MY DEAR INGERSOLL,—Thank you most heartily for the books—I am devouring them—they have found a hungry place, and they content it and satisfy it to a miracle. I wish I could hear you speak these splendid chapters before a great audience—to read them by myself and hear the boom of the applause only in the ear of my imagination, leaves a something wanting—and there is also a still greater lack, your manner, and voice, and presence.

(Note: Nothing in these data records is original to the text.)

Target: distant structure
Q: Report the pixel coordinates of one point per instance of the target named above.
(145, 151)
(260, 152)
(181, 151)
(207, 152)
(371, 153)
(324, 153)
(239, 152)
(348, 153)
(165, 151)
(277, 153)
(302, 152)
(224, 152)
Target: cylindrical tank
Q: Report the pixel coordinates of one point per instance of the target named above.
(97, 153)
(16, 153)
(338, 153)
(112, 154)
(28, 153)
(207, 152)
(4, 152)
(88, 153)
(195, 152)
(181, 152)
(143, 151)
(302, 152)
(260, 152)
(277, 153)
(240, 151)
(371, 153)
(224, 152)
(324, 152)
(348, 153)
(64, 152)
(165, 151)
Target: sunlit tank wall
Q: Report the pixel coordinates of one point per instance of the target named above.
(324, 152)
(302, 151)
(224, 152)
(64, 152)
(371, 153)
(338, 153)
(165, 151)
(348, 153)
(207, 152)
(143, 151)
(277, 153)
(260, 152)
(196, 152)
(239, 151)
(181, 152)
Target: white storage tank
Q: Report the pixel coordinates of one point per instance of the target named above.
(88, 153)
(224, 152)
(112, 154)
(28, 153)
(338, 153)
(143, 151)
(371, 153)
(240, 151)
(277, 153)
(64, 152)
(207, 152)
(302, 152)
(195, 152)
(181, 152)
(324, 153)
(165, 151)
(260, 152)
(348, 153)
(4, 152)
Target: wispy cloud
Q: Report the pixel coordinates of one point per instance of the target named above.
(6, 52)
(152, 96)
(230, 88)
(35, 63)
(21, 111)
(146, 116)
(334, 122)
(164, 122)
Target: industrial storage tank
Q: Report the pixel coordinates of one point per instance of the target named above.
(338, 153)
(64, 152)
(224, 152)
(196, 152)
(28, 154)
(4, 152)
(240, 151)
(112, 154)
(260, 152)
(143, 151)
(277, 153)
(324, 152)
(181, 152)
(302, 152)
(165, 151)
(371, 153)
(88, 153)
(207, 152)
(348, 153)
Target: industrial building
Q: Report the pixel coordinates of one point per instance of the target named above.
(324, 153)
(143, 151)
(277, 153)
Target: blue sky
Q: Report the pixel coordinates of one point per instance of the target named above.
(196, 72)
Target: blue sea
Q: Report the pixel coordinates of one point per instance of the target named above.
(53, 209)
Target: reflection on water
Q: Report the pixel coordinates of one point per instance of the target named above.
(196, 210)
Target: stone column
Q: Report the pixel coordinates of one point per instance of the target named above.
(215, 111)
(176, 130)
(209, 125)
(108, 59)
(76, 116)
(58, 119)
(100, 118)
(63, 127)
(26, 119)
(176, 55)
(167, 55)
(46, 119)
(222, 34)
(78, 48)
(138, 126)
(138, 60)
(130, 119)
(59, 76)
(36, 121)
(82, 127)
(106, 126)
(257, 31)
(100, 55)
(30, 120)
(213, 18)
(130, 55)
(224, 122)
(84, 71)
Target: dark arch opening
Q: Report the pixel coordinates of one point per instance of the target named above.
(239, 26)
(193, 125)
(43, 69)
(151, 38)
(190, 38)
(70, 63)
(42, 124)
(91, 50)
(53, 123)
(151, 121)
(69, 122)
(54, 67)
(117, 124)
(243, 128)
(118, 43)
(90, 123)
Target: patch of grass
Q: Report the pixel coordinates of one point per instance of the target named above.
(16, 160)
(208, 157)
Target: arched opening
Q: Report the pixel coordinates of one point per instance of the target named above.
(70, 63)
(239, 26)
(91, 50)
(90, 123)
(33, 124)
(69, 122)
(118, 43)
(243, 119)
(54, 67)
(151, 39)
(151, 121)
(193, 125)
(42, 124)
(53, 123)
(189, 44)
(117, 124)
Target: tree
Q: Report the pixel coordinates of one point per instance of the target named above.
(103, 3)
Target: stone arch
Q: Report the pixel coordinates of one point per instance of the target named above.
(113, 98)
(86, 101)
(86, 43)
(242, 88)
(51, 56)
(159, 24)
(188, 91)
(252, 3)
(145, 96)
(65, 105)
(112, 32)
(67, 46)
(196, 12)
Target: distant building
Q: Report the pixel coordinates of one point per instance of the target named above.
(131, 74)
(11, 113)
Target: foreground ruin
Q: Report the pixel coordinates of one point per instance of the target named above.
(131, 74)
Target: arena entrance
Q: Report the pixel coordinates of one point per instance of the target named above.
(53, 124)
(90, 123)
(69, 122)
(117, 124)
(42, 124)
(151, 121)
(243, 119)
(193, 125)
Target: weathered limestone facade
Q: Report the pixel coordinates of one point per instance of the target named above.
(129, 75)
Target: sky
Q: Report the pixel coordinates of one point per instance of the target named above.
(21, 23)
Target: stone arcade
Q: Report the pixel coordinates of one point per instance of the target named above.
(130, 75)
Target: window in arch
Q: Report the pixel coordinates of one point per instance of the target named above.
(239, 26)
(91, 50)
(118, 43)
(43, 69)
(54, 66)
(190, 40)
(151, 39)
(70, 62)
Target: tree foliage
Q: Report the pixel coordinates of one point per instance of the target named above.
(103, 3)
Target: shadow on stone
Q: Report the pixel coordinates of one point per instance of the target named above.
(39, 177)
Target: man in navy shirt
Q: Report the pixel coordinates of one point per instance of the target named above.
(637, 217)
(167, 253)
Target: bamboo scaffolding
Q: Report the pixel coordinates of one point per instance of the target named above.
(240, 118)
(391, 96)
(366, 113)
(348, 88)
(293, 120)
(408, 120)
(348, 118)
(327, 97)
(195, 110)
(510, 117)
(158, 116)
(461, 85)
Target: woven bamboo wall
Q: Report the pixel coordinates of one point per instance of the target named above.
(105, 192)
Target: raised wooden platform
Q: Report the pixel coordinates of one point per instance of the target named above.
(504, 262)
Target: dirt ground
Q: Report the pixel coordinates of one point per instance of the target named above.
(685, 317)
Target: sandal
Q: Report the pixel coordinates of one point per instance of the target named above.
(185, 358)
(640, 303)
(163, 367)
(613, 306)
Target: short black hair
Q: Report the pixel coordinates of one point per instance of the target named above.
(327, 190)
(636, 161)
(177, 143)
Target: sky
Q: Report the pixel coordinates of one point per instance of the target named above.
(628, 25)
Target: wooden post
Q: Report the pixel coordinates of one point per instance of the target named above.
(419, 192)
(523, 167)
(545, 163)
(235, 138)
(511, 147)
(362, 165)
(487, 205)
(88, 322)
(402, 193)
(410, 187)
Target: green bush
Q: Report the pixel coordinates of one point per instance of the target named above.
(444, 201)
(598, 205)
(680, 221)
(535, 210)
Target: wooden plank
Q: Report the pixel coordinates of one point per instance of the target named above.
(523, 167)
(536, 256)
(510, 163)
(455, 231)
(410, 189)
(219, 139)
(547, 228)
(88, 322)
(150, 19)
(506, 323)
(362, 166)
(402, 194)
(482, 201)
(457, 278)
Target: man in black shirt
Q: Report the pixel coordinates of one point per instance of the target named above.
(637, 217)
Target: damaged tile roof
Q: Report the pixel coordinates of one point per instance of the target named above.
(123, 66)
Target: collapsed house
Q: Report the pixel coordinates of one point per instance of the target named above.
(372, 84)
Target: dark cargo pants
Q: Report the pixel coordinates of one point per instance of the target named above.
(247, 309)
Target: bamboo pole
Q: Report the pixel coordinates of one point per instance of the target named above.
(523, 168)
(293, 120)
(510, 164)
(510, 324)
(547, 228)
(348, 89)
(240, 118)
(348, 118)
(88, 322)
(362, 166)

The Chicago speech arrived an hour too late, but I was all right anyway, for I found that my memory had been able to correct all the errors. I read it to the Saturday Club (of young girls) and told them to remember that it was doubtful if its superior existed in our language.
Truly Yours,
S. L. CLEMENS.
The reader may remember Mark Twain's Whittier dinner speech of 1877,
and its disastrous effects. Now, in 1879, there was to be another
Atlantic gathering: a breakfast to Dr. Oliver Wendell Holmes, to
which Clemens was invited. He was not eager to accept; it would
naturally recall memories of two years before, but being urged by
both Howells and Warner, he agreed to attend if they would permit
him to speak. Mark Twain never lacked courage and he wanted to
redeem himself. To Howells he wrote:
To W. D. Howells, in Boston:
HARTFORD, Nov. 28, 1879.
MY DEAR HOWELLS,—If anybody talks, there, I shall claim the right to say a word myself, and be heard among the very earliest—else it would be confoundedly awkward for me—and for the rest, too. But you may read what I say, beforehand, and strike out whatever you choose.
Of course I thought it wisest not to be there at all; but Warner took the opposite view, and most strenuously.
Speaking of Johnny's conclusion to become an outlaw, reminds me of Susie's newest and very earnest longing—to have crooked teeth and glasses—“like Mamma.”